USS Thomas Jefferson.

Trying to bring the MARI system up to speed, Alan had got Reilley to find them a dedicated frequency, and it made a difference. Stevens had flown the tech reps from the manufacturer twice, and they swore they could have a patch in a week, which was six days too long for Alan. Several of them were huddled around their own equipment in the back of the ready room at all hours, talking about code and parameters. They didn’t make much sense to Alan, but he noticed that both Campbell and Soleck understood them, and he got one or the other to give him plain-language reports on their progress.
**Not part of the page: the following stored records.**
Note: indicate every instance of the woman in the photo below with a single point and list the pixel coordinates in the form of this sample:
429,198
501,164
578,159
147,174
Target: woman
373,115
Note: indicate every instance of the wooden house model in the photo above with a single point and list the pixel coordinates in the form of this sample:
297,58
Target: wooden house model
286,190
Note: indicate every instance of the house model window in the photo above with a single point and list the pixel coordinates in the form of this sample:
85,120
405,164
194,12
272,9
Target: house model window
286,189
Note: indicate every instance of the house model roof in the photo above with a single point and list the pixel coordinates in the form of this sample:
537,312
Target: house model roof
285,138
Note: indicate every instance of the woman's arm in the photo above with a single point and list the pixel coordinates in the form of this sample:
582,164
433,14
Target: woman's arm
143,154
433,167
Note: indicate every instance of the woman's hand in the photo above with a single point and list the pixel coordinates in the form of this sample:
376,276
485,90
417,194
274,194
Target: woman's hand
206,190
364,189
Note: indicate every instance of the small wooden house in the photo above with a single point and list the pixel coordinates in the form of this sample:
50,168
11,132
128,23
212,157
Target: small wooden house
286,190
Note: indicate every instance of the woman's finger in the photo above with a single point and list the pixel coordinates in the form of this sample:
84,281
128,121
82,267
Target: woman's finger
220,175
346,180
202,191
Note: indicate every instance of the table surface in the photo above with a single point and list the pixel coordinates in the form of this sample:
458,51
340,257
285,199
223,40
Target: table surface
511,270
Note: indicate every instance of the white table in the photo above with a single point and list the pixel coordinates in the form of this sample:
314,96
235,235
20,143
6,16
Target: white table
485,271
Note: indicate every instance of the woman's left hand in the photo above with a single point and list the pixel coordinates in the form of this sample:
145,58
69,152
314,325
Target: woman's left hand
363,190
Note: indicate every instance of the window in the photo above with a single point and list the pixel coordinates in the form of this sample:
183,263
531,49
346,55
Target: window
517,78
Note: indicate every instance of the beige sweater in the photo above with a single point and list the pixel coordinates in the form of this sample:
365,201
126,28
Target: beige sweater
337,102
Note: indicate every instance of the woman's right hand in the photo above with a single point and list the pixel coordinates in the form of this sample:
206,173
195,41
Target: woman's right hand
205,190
Whenever Alan looked up, Soleck was there with a question. After one day, Soleck seemed to love everything about the boat, and his puppy-dog curiosity and enthusiasm would have been infectious if Alan had not had so much on his mind. Alan found himself snapping at Soleck because he made such a ready target, but another sleepless night in his stateroom chewing over the problems that surrounded him—his career, Rose, his detachment—suggested to him that Soleck was not the proper target. In fact, Soleck, despite his terrible youthfulness, was something like a genius. By his second flight, he had mastered the multi-function keys that older and wiser men avoided. He could get the constantly dropped link back in seconds. He even knew something about bandwidth and antennas, and the crews were jury-rigging bigger antennas on both planes to meet some new specs that Campbell, Soleck, and the reps had designed.

Prepping for a flight of his own, Alan was on his way to meteorology, Soleck padding behind, explaining the new idea. Alan bumped into somebody.

“Buddy, you lost?” Rafe was standing in front of him, holding a kneeboard.

“You take up a lot of p’way,” said Alan, trying to make a joke of it.